Path: utzoo!attcan!utgpu!jarvis.csri.toronto.edu!mailrus!wuarchive!cs.utexas.edu!think!ames!uhccux!munnari.oz.au!mudla!ok
From: ok@mudla.cs.mu.OZ.AU (Richard O'Keefe)
Newsgroups: comp.lang.prolog
Subject: Re: More fun with WG17
Message-ID: <2759@munnari.oz.au>
Date: 20 Nov 89 14:21:42 GMT
References: <2609@munnari.oz.au> <696@sce.carleton.ca> <24257@cup.portal.com>
Sender: news@cs.mu.oz.au
Lines: 103

In article <24257@cup.portal.com>, pgl@cup.portal.com (Peter G Ludemann) writes:
> Two questions to Richard in OZ:

> Last time I checked -
> 	- blanks are not significant in ISO but they are
> 	  signficant in "Edinburgh" [for example, to determine
> 	  the meaning of comma in not (a,b) and not(a,b)]

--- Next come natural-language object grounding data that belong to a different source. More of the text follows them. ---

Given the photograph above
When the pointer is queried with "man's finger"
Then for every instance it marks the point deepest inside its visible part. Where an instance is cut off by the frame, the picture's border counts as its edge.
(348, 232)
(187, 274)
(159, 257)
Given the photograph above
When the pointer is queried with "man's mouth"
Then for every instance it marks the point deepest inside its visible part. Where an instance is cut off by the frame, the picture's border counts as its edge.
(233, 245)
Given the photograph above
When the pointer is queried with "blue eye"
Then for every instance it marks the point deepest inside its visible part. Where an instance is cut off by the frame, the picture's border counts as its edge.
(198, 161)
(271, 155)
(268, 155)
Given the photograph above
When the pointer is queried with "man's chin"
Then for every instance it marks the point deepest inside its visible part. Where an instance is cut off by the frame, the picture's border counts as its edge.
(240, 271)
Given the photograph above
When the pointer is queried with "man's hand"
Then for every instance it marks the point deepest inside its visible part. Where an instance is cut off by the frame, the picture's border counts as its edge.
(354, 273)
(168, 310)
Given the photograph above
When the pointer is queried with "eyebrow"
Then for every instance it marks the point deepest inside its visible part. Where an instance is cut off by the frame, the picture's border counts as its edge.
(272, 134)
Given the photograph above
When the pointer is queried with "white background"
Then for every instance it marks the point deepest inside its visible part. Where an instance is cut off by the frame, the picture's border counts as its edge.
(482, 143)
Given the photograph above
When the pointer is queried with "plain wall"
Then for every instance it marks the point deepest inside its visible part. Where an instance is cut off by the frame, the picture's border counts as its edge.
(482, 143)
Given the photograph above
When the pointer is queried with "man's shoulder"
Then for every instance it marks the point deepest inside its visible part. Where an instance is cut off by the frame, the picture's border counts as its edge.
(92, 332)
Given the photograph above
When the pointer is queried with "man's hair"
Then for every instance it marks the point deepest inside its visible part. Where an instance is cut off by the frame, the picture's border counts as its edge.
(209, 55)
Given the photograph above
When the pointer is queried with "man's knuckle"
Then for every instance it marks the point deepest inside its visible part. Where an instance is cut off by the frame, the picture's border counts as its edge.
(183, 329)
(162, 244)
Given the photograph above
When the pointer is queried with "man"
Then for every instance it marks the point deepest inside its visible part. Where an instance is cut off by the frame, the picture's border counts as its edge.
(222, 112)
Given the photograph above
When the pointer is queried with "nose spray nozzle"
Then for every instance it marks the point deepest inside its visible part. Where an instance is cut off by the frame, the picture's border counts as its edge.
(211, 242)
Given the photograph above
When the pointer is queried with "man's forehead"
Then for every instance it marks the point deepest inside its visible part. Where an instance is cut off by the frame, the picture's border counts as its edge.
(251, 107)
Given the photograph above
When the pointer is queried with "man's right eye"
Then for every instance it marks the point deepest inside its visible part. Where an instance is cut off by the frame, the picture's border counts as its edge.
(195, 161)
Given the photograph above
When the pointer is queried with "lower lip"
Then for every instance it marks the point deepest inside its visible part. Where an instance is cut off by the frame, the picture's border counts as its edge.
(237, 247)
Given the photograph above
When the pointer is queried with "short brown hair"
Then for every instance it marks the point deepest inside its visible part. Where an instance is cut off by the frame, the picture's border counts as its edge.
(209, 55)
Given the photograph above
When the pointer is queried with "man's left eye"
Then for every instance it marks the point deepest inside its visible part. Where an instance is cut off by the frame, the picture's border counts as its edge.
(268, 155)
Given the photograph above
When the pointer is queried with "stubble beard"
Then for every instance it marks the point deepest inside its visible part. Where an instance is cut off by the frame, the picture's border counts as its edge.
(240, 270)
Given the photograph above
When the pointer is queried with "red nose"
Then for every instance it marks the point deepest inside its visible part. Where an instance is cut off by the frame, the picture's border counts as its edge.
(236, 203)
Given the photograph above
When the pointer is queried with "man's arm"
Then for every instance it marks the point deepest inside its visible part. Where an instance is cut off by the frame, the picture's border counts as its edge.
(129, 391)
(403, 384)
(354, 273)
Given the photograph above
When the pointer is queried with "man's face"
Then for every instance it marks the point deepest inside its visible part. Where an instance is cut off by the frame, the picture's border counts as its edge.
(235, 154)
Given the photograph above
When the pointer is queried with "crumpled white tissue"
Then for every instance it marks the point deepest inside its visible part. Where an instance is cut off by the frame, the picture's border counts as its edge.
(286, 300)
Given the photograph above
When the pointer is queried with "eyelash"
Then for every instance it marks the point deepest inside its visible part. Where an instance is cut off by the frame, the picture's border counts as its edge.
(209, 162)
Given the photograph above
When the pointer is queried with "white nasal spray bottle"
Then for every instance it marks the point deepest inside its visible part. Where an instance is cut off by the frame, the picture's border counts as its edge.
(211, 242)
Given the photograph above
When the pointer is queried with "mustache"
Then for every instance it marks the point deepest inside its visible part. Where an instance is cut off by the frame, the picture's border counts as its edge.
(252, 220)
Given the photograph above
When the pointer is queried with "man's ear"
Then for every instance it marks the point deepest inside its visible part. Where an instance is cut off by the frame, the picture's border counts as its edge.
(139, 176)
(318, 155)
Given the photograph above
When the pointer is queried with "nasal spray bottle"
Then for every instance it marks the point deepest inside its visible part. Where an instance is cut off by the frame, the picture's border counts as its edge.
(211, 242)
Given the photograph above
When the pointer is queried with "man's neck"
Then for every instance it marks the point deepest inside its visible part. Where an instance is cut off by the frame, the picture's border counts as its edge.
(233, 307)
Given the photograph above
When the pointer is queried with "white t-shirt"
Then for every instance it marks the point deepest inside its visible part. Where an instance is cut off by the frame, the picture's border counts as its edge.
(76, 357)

Unfortunately, I've packed the documents away in a couple of boxes to
go back to Auckland, so I can't check the right answer.  However, the
claim "blanks are not significant in" WG17 Prolog is outrageously
false, always has been, and always SHOULD have been.  If you want a
language where blanks are not significant, go use Fortran.  Blanks are
significant in English:
	light housekeeper	\==	lighthouse keeper
	a nice boat		\==	an iceboat
Blanks are significant in Pascal.  Blanks are significant in C.  They
are significant in COBOL, Ada, PL/I, Lisp, Pop, ML, you name it.
(Think about x+++y in C.  It's legal.  And take a dekko at "preprocessor
numbers" in the C standard.)

This is one of the things which has changed quite often in BSI/WG17 Prolog.
N40 does make blanks significant after integers, where they weren't before:
	0x1
used to be the token 0 followed by the token x1.  In document N40, this is
a single hexadecimal number (1).  (Why in the name of sanity did WG17 copy
hexadecimal numbers from C when EXISTING Prolog systems allow any base from
2 (which I quite often use) to 36 (which is cute rather than useful)?)

Similarly, given the declaration
	:- op(600, xfx, e).
the character sequence 3e-22 unambiguously stood for e(3,-22) in Common
Prolog, but in WG17 Prolog it stands for 3.0e-22, so you have to add
spaces:	3 e -22.  (I suspect that WG17 tokenisers won't be smart enough
to treat 3e -22 or 3e- 22 as 3 e -22.)  Again, what WG17 have done is to
borrow syntax from C rather than from existing Prologs.

WG17 _have_ done some things with operators, for example
	[this,is,an,example]
is no longer legal.

By the way, 'not' is not a predefined operator in WG17 Prolog and has
no assigned meaning.  (At least they haven't insisted on breaking NU
Prolog and Quintus Prolog, where not/1 is sound (or, in Quintus's case,
apologetic) negation.)  The WG17 negation-as-failure form is 'fail_if'.

Without N40 to check, I turned to some notes I made on how WG17 would
break LPA Prolog.  (That's Logic Programming Associates.)  My summary
was
	At a rough guess, for me, WG17/LPA syntax differences would
	show up about one per 70 lines, excluding if->then;else.
(It is not just Quintus Prolog that WG17 would break, far from it!)
But one difference I did _not_ list was the "not(" "not (" case.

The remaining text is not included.